Bending his body up, Morgan managed to get his pistol out of his thigh holster. He lifted it, aimed as best he could, and shot at the face. The bullets bounced off the thing’s skin like rubber bouncing off rubber. Desperate now, his head approaching the waiting mouth and its rows of shark-like teeth, he pointed the gun up and shot at the tentacle around his ankle. This time the bullet entered the thing’s skin. The tentacle spasmed and released its hold on him.
As he fell, another tentacle shot out and caught him in the same place. Morgan shot that one too, and he dropped with a heavy grunt to the ground.
Winded, weak, white as death, all he could do was reach out a hand to Henri, who was standing in the doorway, her hands holding the jamb. Now the behemoth was moving away, it seemed to have lost its grip on her, and her face was a mask of terror. As more tentacles grabbed him around the waist and arms and legs and lifted him off the ground, he felt a warm sense of relief that at least Henri was safe, and would survive this disaster. It would be one less death he would be responsible for.
Morgan suddenly noticed his struggle to survive had captured the interest of the monster. This time, instead of dropping him into one of the waiting mouths, the tentacles raised him toward the thing’s face and dangled him in front of its slitted yellow eyes. For a while it looked him up and down with what seemed like intense fascination.
As the she-god stared, a warm tingle washed over him. Her interest was giving him the kind of high he’d only ever experienced in his university days, when he’d partied on ecstasy and felt an overwhelming emotional connection to every person in the room. This was different, though: the elation wasn’t coming from a chemical inside him, it flowed into his every pore from the sublime creature that held him. She was a vision, a warrior, a conqueror of worlds, and she was interested in him. He was the favoured one, her sole focus of attention out of everyone and everything in the entire universe, and he craved her gaze, wanted to crawl across her perfect tentacles and stroke her cool ebony cheek.
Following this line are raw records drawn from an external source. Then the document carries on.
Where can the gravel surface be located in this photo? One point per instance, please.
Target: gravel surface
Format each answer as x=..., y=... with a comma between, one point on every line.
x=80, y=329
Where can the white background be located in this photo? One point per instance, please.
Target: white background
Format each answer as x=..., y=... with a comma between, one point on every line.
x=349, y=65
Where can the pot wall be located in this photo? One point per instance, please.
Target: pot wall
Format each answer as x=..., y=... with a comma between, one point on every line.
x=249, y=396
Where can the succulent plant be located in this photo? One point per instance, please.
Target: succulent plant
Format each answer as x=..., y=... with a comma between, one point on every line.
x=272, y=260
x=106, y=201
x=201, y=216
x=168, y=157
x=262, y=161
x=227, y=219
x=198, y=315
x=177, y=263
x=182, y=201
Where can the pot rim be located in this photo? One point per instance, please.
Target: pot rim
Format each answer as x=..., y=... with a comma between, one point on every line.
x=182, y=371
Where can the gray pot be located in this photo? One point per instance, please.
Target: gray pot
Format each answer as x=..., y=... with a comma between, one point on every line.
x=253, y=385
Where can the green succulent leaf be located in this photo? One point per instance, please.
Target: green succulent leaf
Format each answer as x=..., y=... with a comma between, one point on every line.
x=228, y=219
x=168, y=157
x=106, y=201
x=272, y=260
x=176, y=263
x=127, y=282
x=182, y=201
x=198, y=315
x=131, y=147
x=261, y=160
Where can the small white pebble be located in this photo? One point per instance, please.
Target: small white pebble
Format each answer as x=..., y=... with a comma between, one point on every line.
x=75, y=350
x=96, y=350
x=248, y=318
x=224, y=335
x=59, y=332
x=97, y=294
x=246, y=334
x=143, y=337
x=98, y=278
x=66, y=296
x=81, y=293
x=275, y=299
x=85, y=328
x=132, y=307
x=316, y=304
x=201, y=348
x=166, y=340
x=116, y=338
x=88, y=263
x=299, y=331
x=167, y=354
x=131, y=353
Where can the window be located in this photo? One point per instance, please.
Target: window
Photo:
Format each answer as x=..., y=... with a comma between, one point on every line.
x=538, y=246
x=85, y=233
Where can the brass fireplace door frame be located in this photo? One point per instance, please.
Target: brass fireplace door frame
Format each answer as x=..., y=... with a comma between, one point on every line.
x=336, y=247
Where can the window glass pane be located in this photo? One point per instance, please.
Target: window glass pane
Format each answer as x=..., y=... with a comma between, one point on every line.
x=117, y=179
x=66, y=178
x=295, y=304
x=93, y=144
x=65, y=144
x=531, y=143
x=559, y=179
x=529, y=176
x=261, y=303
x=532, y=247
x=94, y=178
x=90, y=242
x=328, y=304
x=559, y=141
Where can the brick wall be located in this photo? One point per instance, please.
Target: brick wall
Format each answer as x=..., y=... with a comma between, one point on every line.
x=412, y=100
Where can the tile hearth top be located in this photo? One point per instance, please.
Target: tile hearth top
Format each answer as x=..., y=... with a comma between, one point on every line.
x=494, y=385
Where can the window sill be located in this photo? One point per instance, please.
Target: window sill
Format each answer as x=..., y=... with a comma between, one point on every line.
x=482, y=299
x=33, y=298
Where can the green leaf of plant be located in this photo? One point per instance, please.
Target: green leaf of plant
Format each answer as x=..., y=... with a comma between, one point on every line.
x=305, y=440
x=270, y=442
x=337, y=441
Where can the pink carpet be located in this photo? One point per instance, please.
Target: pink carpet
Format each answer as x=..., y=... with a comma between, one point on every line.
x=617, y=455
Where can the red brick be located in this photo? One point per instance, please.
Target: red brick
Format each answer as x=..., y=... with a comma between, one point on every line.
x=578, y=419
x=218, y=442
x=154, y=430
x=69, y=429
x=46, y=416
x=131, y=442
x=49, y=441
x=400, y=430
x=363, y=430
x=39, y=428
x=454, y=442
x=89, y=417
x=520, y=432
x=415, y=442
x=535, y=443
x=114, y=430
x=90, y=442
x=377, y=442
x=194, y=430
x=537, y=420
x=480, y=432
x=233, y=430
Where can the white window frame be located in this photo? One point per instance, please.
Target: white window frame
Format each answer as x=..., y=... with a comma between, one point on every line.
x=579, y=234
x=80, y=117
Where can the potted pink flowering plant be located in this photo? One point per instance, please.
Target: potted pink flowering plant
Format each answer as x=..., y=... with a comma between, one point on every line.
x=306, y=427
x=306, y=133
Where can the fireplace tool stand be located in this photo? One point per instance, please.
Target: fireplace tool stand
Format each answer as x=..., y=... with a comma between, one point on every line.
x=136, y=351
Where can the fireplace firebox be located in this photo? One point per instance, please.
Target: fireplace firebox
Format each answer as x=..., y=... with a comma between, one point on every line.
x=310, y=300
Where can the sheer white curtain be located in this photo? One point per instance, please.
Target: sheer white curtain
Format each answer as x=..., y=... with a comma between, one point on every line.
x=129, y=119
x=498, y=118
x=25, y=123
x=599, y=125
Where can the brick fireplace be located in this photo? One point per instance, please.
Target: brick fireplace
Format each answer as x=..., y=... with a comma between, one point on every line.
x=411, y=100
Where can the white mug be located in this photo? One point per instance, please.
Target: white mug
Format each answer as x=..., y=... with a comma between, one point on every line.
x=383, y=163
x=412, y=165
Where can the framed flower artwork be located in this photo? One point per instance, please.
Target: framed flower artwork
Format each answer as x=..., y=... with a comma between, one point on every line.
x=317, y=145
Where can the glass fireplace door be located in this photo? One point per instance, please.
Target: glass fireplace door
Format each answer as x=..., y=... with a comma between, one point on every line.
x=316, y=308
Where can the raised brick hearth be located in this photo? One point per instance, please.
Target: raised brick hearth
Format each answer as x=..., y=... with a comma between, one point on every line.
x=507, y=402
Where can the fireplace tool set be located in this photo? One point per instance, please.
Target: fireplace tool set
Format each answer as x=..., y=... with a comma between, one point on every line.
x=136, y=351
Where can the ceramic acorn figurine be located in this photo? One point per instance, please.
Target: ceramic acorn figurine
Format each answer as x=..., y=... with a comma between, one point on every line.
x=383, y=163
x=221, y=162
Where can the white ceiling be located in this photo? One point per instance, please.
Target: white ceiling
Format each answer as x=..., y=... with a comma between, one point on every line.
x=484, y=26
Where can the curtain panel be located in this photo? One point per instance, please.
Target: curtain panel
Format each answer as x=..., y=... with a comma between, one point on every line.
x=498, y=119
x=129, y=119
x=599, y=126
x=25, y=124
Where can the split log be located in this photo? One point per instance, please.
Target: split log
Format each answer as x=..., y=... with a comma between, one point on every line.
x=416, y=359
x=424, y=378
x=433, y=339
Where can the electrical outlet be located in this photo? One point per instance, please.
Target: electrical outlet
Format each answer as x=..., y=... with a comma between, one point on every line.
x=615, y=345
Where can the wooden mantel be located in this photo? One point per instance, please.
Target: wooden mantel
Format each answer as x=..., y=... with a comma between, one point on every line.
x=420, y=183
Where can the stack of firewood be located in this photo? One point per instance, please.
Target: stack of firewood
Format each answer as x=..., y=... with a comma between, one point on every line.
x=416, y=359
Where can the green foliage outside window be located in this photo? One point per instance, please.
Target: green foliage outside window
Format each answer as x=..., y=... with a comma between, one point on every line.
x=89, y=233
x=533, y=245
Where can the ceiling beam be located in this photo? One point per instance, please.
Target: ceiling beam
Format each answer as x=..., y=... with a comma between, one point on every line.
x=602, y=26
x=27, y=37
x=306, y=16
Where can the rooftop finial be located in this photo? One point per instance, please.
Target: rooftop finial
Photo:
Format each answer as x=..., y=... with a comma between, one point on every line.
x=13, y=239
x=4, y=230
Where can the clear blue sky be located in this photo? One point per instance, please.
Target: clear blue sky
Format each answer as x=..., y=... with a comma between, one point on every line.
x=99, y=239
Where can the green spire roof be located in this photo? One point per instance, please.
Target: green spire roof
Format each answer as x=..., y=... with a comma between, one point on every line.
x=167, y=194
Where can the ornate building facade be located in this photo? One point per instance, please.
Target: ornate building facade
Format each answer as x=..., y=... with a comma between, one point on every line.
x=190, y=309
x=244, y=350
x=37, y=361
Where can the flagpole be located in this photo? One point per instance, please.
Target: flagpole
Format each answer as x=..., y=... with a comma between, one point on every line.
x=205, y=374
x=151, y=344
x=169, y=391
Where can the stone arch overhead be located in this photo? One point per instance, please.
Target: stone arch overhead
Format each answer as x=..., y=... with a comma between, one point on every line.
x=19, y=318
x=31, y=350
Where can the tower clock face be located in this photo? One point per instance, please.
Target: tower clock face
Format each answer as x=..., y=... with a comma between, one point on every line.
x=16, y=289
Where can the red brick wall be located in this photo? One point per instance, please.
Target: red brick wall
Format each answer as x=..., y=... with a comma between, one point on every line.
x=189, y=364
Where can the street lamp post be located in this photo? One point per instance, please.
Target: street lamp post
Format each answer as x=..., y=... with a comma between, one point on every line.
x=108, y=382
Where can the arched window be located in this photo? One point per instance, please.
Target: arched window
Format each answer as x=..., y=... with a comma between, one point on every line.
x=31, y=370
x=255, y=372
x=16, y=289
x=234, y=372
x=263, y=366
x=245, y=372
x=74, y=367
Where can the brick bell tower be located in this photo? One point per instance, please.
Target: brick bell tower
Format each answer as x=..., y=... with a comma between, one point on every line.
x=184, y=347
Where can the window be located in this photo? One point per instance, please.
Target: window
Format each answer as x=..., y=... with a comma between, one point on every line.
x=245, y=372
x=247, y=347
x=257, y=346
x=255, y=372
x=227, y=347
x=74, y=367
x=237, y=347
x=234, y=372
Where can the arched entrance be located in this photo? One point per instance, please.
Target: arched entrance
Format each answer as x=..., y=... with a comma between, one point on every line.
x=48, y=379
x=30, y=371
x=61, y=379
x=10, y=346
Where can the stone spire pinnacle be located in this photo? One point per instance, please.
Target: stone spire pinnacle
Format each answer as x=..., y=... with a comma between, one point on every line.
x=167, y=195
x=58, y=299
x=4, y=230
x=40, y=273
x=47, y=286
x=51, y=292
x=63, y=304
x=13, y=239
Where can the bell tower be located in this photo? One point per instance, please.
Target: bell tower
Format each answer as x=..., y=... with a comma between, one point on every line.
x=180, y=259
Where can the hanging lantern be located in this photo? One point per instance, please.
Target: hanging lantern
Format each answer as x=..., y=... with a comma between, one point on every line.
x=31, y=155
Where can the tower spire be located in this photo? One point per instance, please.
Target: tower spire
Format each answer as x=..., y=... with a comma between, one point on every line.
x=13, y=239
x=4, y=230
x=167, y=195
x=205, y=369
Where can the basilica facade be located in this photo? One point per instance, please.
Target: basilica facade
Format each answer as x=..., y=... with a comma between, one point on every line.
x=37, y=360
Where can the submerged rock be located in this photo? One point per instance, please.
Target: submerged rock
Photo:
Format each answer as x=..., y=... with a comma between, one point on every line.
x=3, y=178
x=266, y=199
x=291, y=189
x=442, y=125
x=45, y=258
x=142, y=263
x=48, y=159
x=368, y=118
As his muscles relaxed and his mind wavered and his eyes went in and out of focus, it came to him how rare it must be for the beloved to be challenged. This is what had warranted this unexpected and unwarranted favour, he was certain of it. She was a divinity, a supreme being, the Black Queen, and he was her servant, her protector, her obedient slave, to do with as she wished. All he wanted was the chance to worship her for all eternity, to beg for her glorious attention and become one with her perfection.
These were Morgan’s last thoughts as his life was drained from him. Once he was nothing but a dry husk, the Black Queen opened her mouth, threw in his body and swallowed him whole.